For Latticework, Amber’s just the start. Sutardja intends to iterate on the hardware and release new, more capable models in the future, potentially with purpose-built AI accelerator chips — à la the Neural-Network Processing Unit (NPU) in HiSilicon’s Kirin mobile processors. He predicts upgrades will drive the bulk of Latticework’s income, with an expanded LatticeNetwork that’s open to anyone as a supplementary revenue stream.

As for the first-generation Amber, work has already begun on Amazon Alexa and Google Assistant integration and — more ambitiously — an in-house voice recognition system that will run offline and on-device.

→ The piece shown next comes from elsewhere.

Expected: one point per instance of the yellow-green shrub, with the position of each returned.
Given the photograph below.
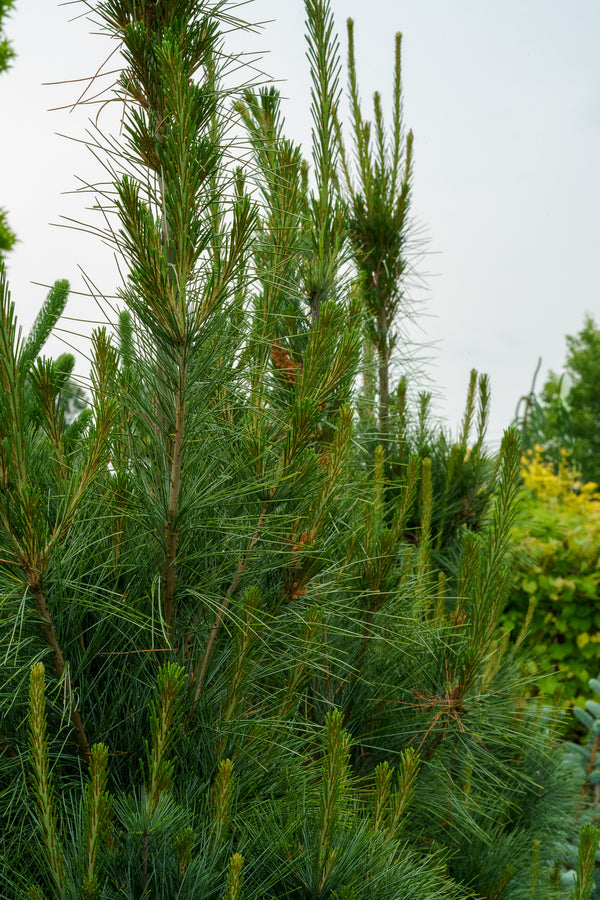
(556, 598)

It’s an ambitious vision, and also an expensive one — some folks might balk at Amber’s $550 price tag (currently available at the promotional price of $399). Sutardja argues that it’s a small price to pay for peace of mind — and the features coming down the pipeline.

“We see Amber as a device that’s eventually going to grow into [a] personal home assistant,” Sutardja said. “If it’s going to be [a] data vault where all your data will be collected, why not add [an intelligent] layer that’s private, instead of relying on a public a system that may or may not take your data? We are very, very privacy-driven — we’ll do everything that we can do locally.”